1988年:米国留学(ハーネマン大学:フェロー、ルイジアナ州立大学:インストラクター)
1991年:特定医療法人 佐々木病院内科部長就任。
1993年:神津内科クリニック開業。

 The Washington Postに、「溶かし、叩き、押し出す。なぜ多くの超加工食品は健康に悪いのか」という記事が載っていた。一例として、トウモロコシの粒が洗浄され、衛生管理された工場で塩や砂糖を混ぜた水とともに缶に詰められる、というシンプルな加工がなされる場合と、超加工されて最終的にスナック菓子になる場合との比較がイラスト入りで紹介されている。
 Web上に描かれたそのイラストは、縦長で画面をスクロールして閲覧するようになっているのだが、こうしたアナログの文章では紹介しにくい。そこで、原文に載っているイラストを分割して再構成すると、以下のようになる。

 イラストに描かれた図に添えられた説明文を読むと、「水分が抜かれ、粉砕され、押出機でシート状に加工され、さらに叩いて平にしてチップスの形にカット、そのチップスをオーブンで焼き、油でカリカリになるまで揚げ、最後にチーズ、塩、グルタミン酸ナトリウム、砂糖、人工着色料でコーティングされ、袋詰めされる前に様々なスパイスと調味料が加えられる」とある。超加工食品は、かなり長旅をしてくたびれ果て、最後には身も心もバラバラになった旅人のようだ。

食べることの意味を再認識する

 このfood matrixがバラバラになっている状態は、身体に吸収されやすい「前消化状態」が意図的に作られてしまっている、ということを意味している。すなわち、でんぷんの食品マトリックスは内側の硬い細胞膜とともに破壊され、ブドウ糖の長い鎖を含む微細な細粒が壊れる。その結果、前消化状態の食品に含まれる糖分、その他の栄養素の吸収速度は加速し、血糖値とインスリンレベルのより大きなスパイクが引き起こされることが示されている。Pet bottle syndromeならぬJunk food pack syndromeだ。
 食べるという行為は、食べ物を目で見て、触って、匂いを嗅いで、脳の中に記憶された食べ物のリストを読み出し、その食べ物をどのようにprocessingするかを、身体の全てのシステムを稼働させて対処する、壮大な行為だといえよう。腸には免疫細胞の約7割が集まって「腸管免疫」を形成し、ウィルスや病原菌が体内に侵入して害を与えないように監視・警戒・排除機能を働かせている。このシステムは体に害のあるものを選別し、生命活動維持に重要なものとしての消化・吸収・排泄機能と連動させる。
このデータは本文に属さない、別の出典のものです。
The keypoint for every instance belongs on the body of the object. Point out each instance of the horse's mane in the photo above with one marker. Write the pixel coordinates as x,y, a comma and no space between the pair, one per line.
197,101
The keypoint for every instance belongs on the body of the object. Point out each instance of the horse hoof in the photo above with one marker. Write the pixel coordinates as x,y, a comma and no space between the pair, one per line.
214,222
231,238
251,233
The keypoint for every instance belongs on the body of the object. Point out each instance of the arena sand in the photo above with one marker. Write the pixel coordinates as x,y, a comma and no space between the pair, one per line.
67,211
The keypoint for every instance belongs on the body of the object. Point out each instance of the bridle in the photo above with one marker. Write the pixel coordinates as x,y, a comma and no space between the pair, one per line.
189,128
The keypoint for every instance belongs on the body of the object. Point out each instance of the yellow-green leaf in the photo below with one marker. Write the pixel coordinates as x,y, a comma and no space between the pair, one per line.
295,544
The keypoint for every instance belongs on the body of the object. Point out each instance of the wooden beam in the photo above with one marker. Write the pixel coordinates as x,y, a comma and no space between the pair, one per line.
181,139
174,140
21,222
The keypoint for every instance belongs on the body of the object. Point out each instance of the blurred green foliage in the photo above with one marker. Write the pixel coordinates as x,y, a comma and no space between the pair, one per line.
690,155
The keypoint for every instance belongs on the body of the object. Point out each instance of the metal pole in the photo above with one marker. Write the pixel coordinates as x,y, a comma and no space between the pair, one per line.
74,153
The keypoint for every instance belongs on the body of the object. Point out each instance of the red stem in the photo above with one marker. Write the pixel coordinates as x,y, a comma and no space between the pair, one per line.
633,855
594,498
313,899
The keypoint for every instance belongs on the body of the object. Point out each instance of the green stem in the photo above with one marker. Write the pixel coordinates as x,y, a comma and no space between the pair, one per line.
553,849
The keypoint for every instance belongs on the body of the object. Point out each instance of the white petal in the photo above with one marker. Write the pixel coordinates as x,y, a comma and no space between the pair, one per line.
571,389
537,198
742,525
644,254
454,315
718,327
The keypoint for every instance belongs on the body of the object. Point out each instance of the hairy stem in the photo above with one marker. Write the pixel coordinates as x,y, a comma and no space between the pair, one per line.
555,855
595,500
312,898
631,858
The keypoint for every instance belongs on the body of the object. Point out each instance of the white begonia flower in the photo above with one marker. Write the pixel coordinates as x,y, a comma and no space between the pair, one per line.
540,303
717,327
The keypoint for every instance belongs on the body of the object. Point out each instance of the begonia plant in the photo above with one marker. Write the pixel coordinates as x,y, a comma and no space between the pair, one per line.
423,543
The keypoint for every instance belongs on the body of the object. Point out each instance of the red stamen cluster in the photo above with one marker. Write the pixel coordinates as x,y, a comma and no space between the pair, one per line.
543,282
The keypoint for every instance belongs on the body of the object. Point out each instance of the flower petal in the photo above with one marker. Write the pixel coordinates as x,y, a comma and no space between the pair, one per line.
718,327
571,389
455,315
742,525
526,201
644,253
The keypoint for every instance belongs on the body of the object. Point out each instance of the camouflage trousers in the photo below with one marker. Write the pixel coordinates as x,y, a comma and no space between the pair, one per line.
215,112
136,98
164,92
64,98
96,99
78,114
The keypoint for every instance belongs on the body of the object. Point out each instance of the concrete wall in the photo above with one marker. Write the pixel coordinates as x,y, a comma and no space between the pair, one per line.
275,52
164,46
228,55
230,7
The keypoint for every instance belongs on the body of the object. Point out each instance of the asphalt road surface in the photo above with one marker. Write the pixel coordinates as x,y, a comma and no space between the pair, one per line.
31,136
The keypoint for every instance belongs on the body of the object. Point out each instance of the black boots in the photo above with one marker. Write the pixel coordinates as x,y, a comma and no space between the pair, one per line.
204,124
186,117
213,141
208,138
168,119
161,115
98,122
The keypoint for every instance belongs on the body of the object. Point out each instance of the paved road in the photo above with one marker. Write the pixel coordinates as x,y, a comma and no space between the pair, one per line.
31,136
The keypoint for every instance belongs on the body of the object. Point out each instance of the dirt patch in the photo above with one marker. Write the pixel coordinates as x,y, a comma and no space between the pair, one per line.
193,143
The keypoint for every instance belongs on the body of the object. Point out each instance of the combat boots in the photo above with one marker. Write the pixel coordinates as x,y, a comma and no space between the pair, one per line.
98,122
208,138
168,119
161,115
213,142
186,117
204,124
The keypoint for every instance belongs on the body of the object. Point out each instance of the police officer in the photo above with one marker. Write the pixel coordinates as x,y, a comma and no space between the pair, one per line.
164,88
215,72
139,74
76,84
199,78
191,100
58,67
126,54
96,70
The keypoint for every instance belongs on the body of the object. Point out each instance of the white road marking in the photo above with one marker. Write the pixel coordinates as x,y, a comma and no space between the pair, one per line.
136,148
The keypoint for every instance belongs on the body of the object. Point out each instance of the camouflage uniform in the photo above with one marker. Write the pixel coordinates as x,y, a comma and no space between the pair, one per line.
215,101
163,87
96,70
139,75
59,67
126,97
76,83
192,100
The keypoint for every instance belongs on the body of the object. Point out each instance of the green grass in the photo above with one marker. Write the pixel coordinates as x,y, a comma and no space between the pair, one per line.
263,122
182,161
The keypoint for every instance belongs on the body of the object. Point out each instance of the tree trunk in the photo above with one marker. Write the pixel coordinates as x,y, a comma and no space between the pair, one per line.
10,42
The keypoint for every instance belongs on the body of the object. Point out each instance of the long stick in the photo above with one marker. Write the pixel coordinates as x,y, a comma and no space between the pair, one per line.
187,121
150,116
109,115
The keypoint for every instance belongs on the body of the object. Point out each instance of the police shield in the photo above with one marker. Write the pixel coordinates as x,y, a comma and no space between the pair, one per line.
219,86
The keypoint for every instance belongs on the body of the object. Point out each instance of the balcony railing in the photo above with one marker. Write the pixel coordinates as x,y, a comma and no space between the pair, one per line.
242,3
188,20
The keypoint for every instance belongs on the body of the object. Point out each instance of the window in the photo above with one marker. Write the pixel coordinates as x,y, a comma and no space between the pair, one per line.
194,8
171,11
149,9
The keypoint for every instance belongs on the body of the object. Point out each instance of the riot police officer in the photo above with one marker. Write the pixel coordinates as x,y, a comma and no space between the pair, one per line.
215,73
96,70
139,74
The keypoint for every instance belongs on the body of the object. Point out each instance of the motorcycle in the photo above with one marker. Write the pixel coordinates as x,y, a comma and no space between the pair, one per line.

手足は食べるために必要な探索用具、五感は食べものを識別するのに必要なセンサーだと考えれば、人間にとって食べることの重要性がよく分かる。
 例えば、ナッツ(tree nuts)には細胞壁(繊維)を持つ小さな細胞が何百万個もあり、その細胞壁の中にある脂肪球はナッツを丸ごと食べると消化しにくいので、未消化の繊維と脂肪が腸管を通って排泄されるため、吸収しきれなかった脂肪、繊維、その他の栄養素は腸内細菌の餌になり、健康なmicrobiotaを保つことが出来る。
 近年では、口腔のみならず腸管管腔にも味覚受容体の機能が存在することも明らかになっており(Roper,S.D. and Chaudhari, N., Nat Rev Neuosci. 18(8) 485-497, 2017)、食品成分や消化分解物の化学受容と脳神経系への作用におけるフードマトリクスの関与も注目されている。

加熱調理で進化した人類

 リオデジャネイロ連邦大学、生物医科学研究所(Institute of Biomedical Sciences)の神経科学者スザーナ・エルクラーノ・アウゼル(Suzana Herculano-Houzel)氏によれば、「真に人間を人間たらしめたものは、“火の利用”ではなく“火を使った調理”だ」という。
 およそ180万年前に人類の脳のサイズが急激に大きくなったのは、加熱調理の登場が直接影響しているという。 現生人類の祖先と考えられているホモ・エレクトスは、加熱調理を覚えて、60万年の間に脳が2倍に進化した。ゴリラやチンパンジーなど大型類人猿は、体の大きさはヒト属とそれほど変わらないが、未加工の食料しか食べないので、脳の拡大が起きなかった。
 研究チームは、さまざまな霊長類の体と脳の質量を測定し、カロリー摂取量や食事時間と比較した。その結果、カロリーと体重の間に直接的な相関関係が認められた。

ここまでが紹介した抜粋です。